The reason that I am often so dead-set against therapy is that there is often no clear distinction between “real” therapy that has therapeutic value, such as psychology, versus therapies that are plagued with pseudoscientific nonsense, fallacies and medical quackery – such as psychoanalysis and psychiatry. Therapy that isn’t evidence-based has no more value than, for example: homeopathy, acupuncture and chiropractic. It’s like when you enter a pharmacy, and the “natural” remedies and homeopathy are packaged alongside the real medicines. People in general have no idea that treatment with no therapeutic value is often indistinguishable from treatment based on evidence, much like they don’t know that remedies with zero efficacy are packaged and placed alongside real medicine. (I haven’t even considered the supplement industry, which sells many pills that have no value – in fact it’s recently become evident that supplements are often harmful to the liver.) We live in a credulous world, where faith is placed above fact. (Not dissing religion here. You can be religious and still know the difference between belief and evidence.)

There are therapists out there whose qualifications are no more than 2 week courses, and addiction therapists whose qualifications are only that they used to smoke godawful amounts of crack cocaine.
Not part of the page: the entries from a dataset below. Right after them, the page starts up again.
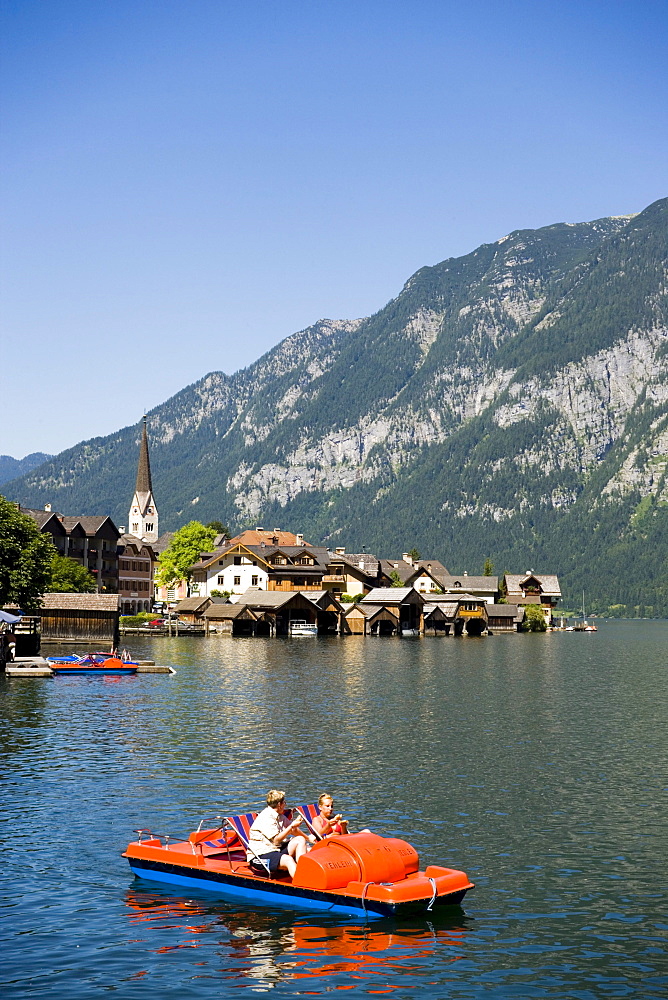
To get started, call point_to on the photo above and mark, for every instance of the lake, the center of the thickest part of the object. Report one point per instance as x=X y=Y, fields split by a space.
x=537 y=763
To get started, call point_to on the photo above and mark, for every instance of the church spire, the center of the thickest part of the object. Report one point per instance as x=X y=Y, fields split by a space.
x=143 y=484
x=143 y=516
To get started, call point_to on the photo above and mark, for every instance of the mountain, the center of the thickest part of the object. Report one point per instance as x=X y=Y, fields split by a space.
x=11 y=468
x=511 y=403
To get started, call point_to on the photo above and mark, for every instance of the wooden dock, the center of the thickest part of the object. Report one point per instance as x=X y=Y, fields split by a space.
x=37 y=666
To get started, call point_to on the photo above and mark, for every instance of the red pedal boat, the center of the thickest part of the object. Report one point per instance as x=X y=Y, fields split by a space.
x=356 y=874
x=91 y=663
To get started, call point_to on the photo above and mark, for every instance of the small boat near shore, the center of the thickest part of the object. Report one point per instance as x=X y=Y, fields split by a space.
x=298 y=627
x=356 y=874
x=91 y=663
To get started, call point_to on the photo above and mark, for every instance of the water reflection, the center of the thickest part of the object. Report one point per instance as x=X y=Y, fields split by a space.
x=272 y=947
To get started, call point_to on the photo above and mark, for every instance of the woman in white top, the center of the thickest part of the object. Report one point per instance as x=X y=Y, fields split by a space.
x=275 y=839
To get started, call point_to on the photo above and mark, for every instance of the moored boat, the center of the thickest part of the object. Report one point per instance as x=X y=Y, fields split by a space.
x=356 y=874
x=298 y=627
x=91 y=663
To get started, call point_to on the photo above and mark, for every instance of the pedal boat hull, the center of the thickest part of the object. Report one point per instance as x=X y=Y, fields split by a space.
x=360 y=874
x=94 y=663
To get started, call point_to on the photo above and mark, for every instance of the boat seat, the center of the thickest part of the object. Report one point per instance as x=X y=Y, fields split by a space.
x=308 y=813
x=241 y=824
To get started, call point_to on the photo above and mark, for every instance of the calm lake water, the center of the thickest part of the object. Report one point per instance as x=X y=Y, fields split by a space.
x=537 y=763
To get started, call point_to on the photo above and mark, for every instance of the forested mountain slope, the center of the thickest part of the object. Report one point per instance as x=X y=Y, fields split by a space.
x=511 y=403
x=10 y=467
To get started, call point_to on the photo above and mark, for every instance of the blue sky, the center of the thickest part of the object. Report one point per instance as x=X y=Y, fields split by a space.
x=184 y=183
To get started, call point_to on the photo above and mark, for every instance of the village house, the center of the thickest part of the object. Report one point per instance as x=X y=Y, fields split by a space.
x=242 y=563
x=533 y=588
x=90 y=539
x=486 y=587
x=351 y=573
x=423 y=574
x=136 y=563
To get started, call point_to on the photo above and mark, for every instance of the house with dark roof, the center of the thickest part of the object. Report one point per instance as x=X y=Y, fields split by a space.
x=351 y=573
x=534 y=588
x=423 y=574
x=136 y=562
x=89 y=539
x=236 y=567
x=486 y=587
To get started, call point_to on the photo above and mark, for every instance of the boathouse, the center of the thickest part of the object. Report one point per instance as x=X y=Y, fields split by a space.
x=504 y=617
x=81 y=618
x=388 y=610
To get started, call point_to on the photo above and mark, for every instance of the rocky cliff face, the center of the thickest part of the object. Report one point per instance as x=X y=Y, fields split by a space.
x=524 y=381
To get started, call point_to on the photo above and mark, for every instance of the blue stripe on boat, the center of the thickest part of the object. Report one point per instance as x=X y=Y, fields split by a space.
x=260 y=895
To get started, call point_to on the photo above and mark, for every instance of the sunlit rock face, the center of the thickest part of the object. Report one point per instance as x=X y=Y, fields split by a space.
x=493 y=385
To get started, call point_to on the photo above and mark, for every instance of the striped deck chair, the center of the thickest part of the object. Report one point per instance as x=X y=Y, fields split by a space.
x=214 y=841
x=241 y=824
x=308 y=813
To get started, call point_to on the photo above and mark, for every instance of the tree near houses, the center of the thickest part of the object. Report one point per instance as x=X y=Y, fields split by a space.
x=25 y=558
x=219 y=528
x=183 y=551
x=69 y=577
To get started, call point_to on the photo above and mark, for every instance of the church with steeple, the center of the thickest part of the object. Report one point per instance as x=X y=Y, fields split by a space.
x=137 y=555
x=143 y=515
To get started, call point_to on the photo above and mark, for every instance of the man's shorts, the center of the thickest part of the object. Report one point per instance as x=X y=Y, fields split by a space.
x=273 y=859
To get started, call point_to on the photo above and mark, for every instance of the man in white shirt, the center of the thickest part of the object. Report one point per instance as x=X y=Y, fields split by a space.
x=274 y=839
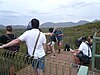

This is also why I am so critical of 12-step programs. Even when they appear to work, they have no more value than a placebo effect. According to the data and several papers published in respected medical journals, such programs are harmful to most people in treatment. (To a vast majority of between 90 and 95 %.) Of course there is a risk in criticising such programs, but I believe that the risk is as justified as that of debunking, for example, homeopathy. False hope doesn’t work for everybody. People need to know what they are getting into when entering the recovery culture, and if it doesn’t work for them, they need to know that there are alternatives that are proven and based on evidence, rather than an outdated spiritual program with no basis in medical or psychological fact. It’s especially unfortunate that 12-step programs are still largely accepted as the only approach to recovery. This is starting to change, but the legacy of these programs looks to be here for some time to come, greater than the span of my lifetime. What this means is that there are people coming into recovery all the time, people who see the issues with 12-step programs for what they are, who then leave recovery without knowing that 12-step programs are not the only way.

My target audience when criticizing 12-step programs are people like me: atheists and critical thinkers who will likely never be able to stay clean through 12-step programs. They need to know that there are effective alternatives that must be pursued, rather than giving up and continuing to use drugs. Like the writing of popular sceptics (which I will probably never be, but I will try), my writing will never change the mind of true believers anyway. I believe that the risk of leading anyone to abandon recovery is minute.


As you may have noticed, I’ve made some pretty damning statements about 12-step programs, without providing any annotations or links to back them up. My objective here was merely to set the tone. The links will come in future posts. This blog will present a sceptical take on recovery, from this godless critical thinker’s point of view. Of course I’ll also write about things that I have learned directly from using drugs; and reuse some of the material from my old blog. But the difference is, I no longer call myself a recovering addict. I am an ex addict.